L’odeur vous saisit dès les premiers pas dans la galerie.  Elle contraste d’ailleurs avec la clarté du lieu. Fidèle à son objectif, l’accord semble provenir directement des œuvres et se diffuse par vagues de plus en plus présentes. L’Espace Commines, situé dans le quartier du Marais à Paris, accueille durant trois jours une véritable expérience immersive où se côtoient odeurs, son, œuvres monumentales et minimalistes… Tout est pensé pour plonger le public dans le cosmos.

Au centre de l’espace, deux œuvres se font face. D’une part Matter Sunrise Terminal G12, sculpture réfléchissante de Jeremy Maxwell Wintrebert, formée d’un ensemble de cinquante cives miroitées – disques de verre soufflé – qui incarne l’intensité de l’énergie solaire. Véritable hommage à la lumière, cette constellation ardente de près de sept mètres sur quatre symbolise le magma primaire des origines de la création. D’autre part Soleil, un cube en acier brossé de dix centimètres de côté, créé par l’artiste plasticienne Félicie d’Estienne d’Orves. Au centre de ce cube, un orifice émet un flash lumineux toutes les huit minutes, temps nécessaire à un photon de lumière pour atteindre la Terre après avoir quitté le Soleil. La relation entre ces deux œuvres est soulignée par une atmosphère musicale et olfactive, orchestrée par la musicienne Owlle et le parfumeur de la société Firmenich Nicolas Bonneville.

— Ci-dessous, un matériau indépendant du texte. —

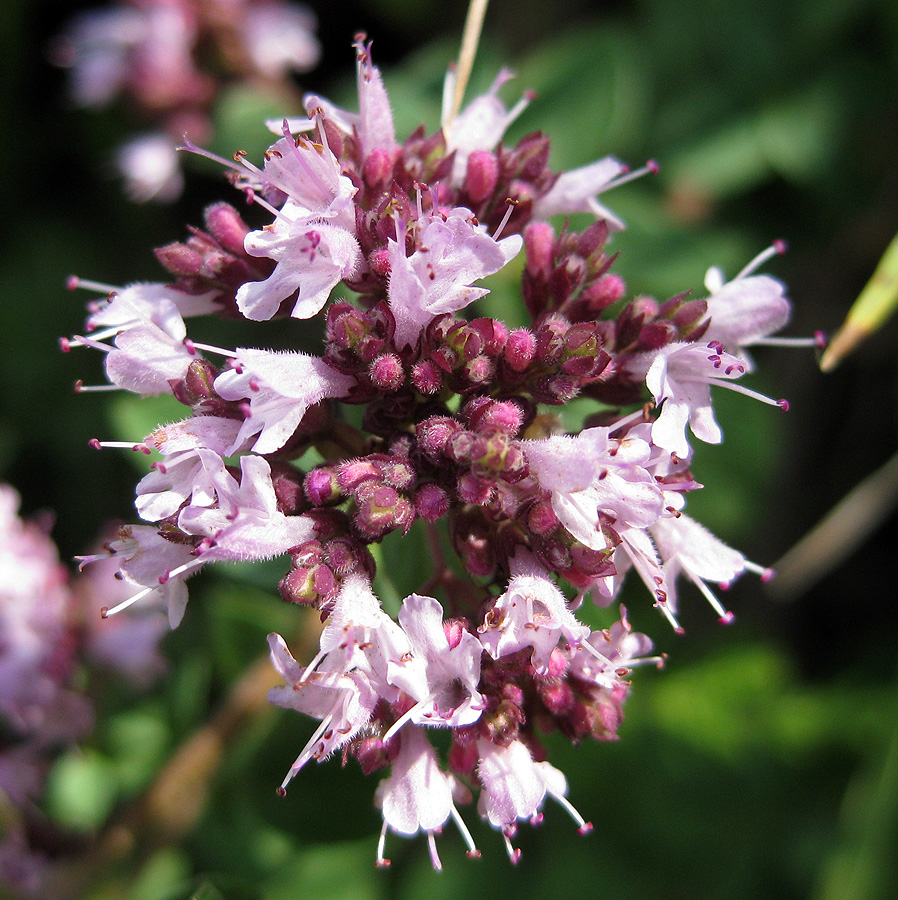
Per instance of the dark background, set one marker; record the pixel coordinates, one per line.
(762, 762)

Soleil, cube en acier brossé de 10 cm de côté, créé par l’artiste Félicie d’Estienne d’Orves

« Une odeur de brûlé, de goudron, de pétrole, je veux la note la plus carbonisée possible », avait affirmé Jeremy Maxwell Wintrebert à Nicolas Bonneville. Seule piste susceptible d’exprimer le concept de son œuvre : la genèse d’une étoile. Celle-ci commence avec l’attraction de molécules gazeuses vers un centre de gravité. « L’accumulation de ces molécules crée entre elles une friction, laquelle génère une fusion. Cette dernière produit une énergie lumineuse très puissante qui, à son tour, sculpte les différents éléments autour de cet événement en émettant une radiation intense », poursuit l’artiste. Pour illustrer cette idée d’énergie et de fusion, Jeremy Maxwell Wintrebert laisse totalement carte blanche au parfumeur. Carte blanche pour une note noire : « Comme une peinture de Pierre Soulages, j’ai exploré les notes les plus sombres, les plus profondes, un exercice que l’on peut rarement faire au cours d’un brief pour un parfum de peau », précise le parfumeur.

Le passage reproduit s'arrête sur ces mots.